我有一个包含我们客户订单的表:order_date:订单日期(这不是唯一的,因为每个订单可能具有多个产品(customer_id:不是唯一的
我想计算每个客户的订单数量到当前订单_date,但是由于order_date中有重复项,结果不合理。
我在Postgres 11.2
中使用窗口功能CREATE TABLE "public"."orders" (
"order_date" timestamp,
"customer_id" integer
);
插入数据:
INSERT INTO "public"."orders"("order_date", "customer_id") VALUES('2018-12-13 20:45:24.571964', 402) RETURNING "order_date", "customer_id";
INSERT INTO "public"."orders"("order_date", "customer_id") VALUES('2018-12-13 20:45:24.571964', 402) RETURNING "order_date", "customer_id";
INSERT INTO "public"."orders"("order_date", "customer_id") VALUES('2018-10-12 20:08:39.635959', 466) RETURNING "order_date", "customer_id";
INSERT INTO "public"."orders"("order_date", "customer_id") VALUES('2018-11-04 22:15:14.905851', 483) RETURNING "order_date", "customer_id";
INSERT INTO "public"."orders"("order_date", "customer_id") VALUES('2018-11-04 22:15:14.905851', 483) RETURNING "order_date", "customer_id";
INSERT INTO "public"."orders"("order_date", "customer_id")
我使用此代码生成了我想要的东西,但它不起作用
select *,COALESCE(COUNT(*) OVER (partition by orders.customer_id order by orders.order_date range between interval '100 years' PRECEDING AND
CURRENT ROW EXCLUDE CURRENT ROW),0) AS
customer_orders_count_up_to_now,
COALESCE(COUNT(*) OVER (partition by orders.customer_id order by
orders.order_date asc range BETWEEN interval '7 days' PRECEDING
AND CURRENT ROW EXCLUDE CURRENT ROW),0) AS
customer_orders_last_seven_days
from orders
我期望Customer_orders_count_up_to_now和customer_orders_lastrongeven_days的输出列为0,0,0,0,0,0,0,0,0,0,0,0,0,0,0,0,0,0,0,0,0,0,0,0,0,0,0,0,0,0但是,由于order_date中的重复。
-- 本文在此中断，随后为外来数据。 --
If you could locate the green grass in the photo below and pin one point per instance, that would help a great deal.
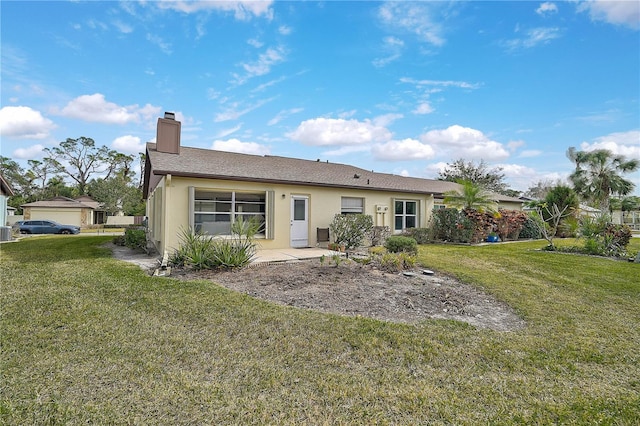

如果我正确理解,您基本上希望count(distinct)
作为窗口函数。Postgres尚未(尚未(支持它。但是您可以在子查询中使用select distinct
:
select o.*,
COALESCE(COUNT(*) OVER (partition by o.customer_id
order by o.order_date
range between interval '100 years' PRECEDING AND CURRENT ROW EXCLUDE CURRENT ROW),
0) AS customer_orders_count_up_to_now,
COALESCE(COUNT(*) OVER (partition by o.customer_id
order by o.order_date asc
range BETWEEN interval '7 days' PRECEDING AND CURRENT ROW EXCLUDE CURRENT ROW),
0) AS customer_orders_last_seven_days
from (SELECT DISTINCT o.customer_id, o.order_date from orders o) o
我找到了解决方案,如果其他解决方案有相同的问题,我在这里分享:
select *,COALESCE(COUNT(*) OVER (partition by orders.customer_id order by orders.order_date range between interval '100 years' PRECEDING AND
CURRENT ROW EXCLUDE CURRENT ROW),0) - COALESCE(COUNT(*) OVER (partition by orders.customer_id,orders.order_date order by orders.order_date range between interval '100 years' PRECEDING AND
CURRENT ROW EXCLUDE CURRENT ROW),0) AS
customer_orders_count_up_to_now,
COALESCE(COUNT(*) OVER (partition by orders.customer_id order by
orders.order_date asc range BETWEEN interval '7 days' PRECEDING
AND CURRENT ROW EXCLUDE CURRENT ROW),0) - COALESCE(COUNT(*) OVER (partition by orders.customer_id order,orders.order_date by
orders.order_date asc range BETWEEN interval '7 days' PRECEDING
AND CURRENT ROW EXCLUDE CURRENT ROW),0) AS
customer_orders_last_seven_days from orders
的想法是,为了从滚动数中删除重复计数,我们应该从计算的滚动计数中减去在order_time中具有重复的记录的计数。